Attorneys for the state of New Mexico unsuccessfully argued that it wasn’t discrimination to treat legal immigrants differently from US citizens – and even if it was, it was necessary because of the inability to conduct full background checks on the legal immigrants. They said that the background checks on the legal immigrants cannot discover any disqualifying midemeanor crimes committedin foreign countries.
But the judge didn’t buy it. Judge Armijo said that the same is true for US citizens who might have travelled to other countries and possibly committed crimes while abroad, and it was wrong to differentiate between legal immigrants and citizens for that reason.
“United States citizens who have traveled or lived abroad are not denied such licenses due to defendant’s inability to run a complete and thorough background check,” Judge Armijo wrote. “Therefore, the court concludes that the citizenship requirement is not narrowly tailored to serve the government’s compelling interest in public safety.”
Alan M. Gottlieb is the Executive Vice President of the Second Amendment
Foundation and co-plaintiff said that the ruling makes it increasingly harder for gun control activists to chip away at gun rights.
“It helps build case law,” he said. “If legal aliens have rights, citizens obviously do, too. This is a victory not only for our plaintiff, John W. Jackson, but for all permanent legal resident aliens who are otherwise qualified to obtain a concealed handgun license,” said Gottlieb.
He further went on to say, “One of the more significant notations in the ruling is that the court found New Mexico’s statute discriminates on the basis of alienage, and as a result, was subject to strict scrutiny.”
Now this ruling doesn’t destroy New Mexico’s concealed carry law, nor declare it unconstitutional in its entirety, but it does say that the fix for violating the equal protection clause is to simply sever the citizenship requirement from the state’s statute. The judge said it can be down, “without impairing the remainder” of the state’s ccw law.
To read the actual court filing by Mr. St. John on this case, click here.
This follows a 2009 ruling which saw a federal judge rule that police officers could not detain people for openly carrying guns.
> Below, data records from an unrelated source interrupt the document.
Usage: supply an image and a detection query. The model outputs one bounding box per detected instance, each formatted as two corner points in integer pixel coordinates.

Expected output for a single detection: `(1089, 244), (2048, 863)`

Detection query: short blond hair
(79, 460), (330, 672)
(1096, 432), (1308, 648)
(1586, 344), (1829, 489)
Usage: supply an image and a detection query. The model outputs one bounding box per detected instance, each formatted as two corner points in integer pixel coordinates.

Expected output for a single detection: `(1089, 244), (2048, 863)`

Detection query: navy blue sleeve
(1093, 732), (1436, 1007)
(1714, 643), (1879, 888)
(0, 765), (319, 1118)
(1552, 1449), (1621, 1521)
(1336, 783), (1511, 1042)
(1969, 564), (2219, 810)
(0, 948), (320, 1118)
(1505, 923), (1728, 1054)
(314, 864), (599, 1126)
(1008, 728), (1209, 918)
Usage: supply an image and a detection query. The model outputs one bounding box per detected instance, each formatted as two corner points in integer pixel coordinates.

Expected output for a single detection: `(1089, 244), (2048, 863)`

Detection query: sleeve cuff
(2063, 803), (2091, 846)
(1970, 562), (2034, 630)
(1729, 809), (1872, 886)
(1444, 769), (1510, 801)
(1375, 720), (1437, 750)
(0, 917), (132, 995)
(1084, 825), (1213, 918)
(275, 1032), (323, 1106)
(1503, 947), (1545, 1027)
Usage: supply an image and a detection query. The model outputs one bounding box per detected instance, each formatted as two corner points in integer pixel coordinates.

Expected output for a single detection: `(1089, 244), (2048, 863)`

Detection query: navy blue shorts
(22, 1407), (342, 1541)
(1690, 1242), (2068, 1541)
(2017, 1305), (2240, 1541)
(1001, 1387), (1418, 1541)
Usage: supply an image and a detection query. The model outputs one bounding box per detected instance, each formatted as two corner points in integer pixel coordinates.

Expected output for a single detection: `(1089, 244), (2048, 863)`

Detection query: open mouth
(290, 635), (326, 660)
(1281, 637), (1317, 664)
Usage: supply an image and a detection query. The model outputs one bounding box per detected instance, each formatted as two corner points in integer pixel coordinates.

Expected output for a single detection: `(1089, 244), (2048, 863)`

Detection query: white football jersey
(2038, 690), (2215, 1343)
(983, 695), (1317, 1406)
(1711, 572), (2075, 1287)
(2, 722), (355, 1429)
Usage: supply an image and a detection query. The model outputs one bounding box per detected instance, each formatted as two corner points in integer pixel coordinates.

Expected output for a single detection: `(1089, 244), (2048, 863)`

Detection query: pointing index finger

It seems that a theater manager called the police because a patron named Matthew St. John was openly carrying his gun. It was holstered and he was seated in the theater, bothering no one and trying to enjoy the movie he paid to see. The police entered the theater, physically seized Mr. St. John from his seat, took him outside, disarmed him, searched him, and obtained personally identifiable information from his person. Then they only allowed him to re-enter the theater after making him secure his gun in his vehicle. He never caused a scene and the police had no reason to suspect him of a crime and they, of course issued no summons for violating any law.
All this occurred even though nobody from the theater asked him to leave, or take his gun off premises. The police in this case, went too far and violated Mr. St. John’s constitutional rights.
US District Judge Bruce D Black ruled that as a matter of law the police violated Mr. St. John’s 4th Amendment Constitutional Rights because they seized and disarmed even when there wasn’t “any reason to believe that a crime was afoot.”
These victories are important building blocks for Americans who wish to exercise their 2nd Amendment rights, as they give us legal precedence, or stepping stones that make it harder and harder for the gun control activists to take away those Constitutionally protected rights.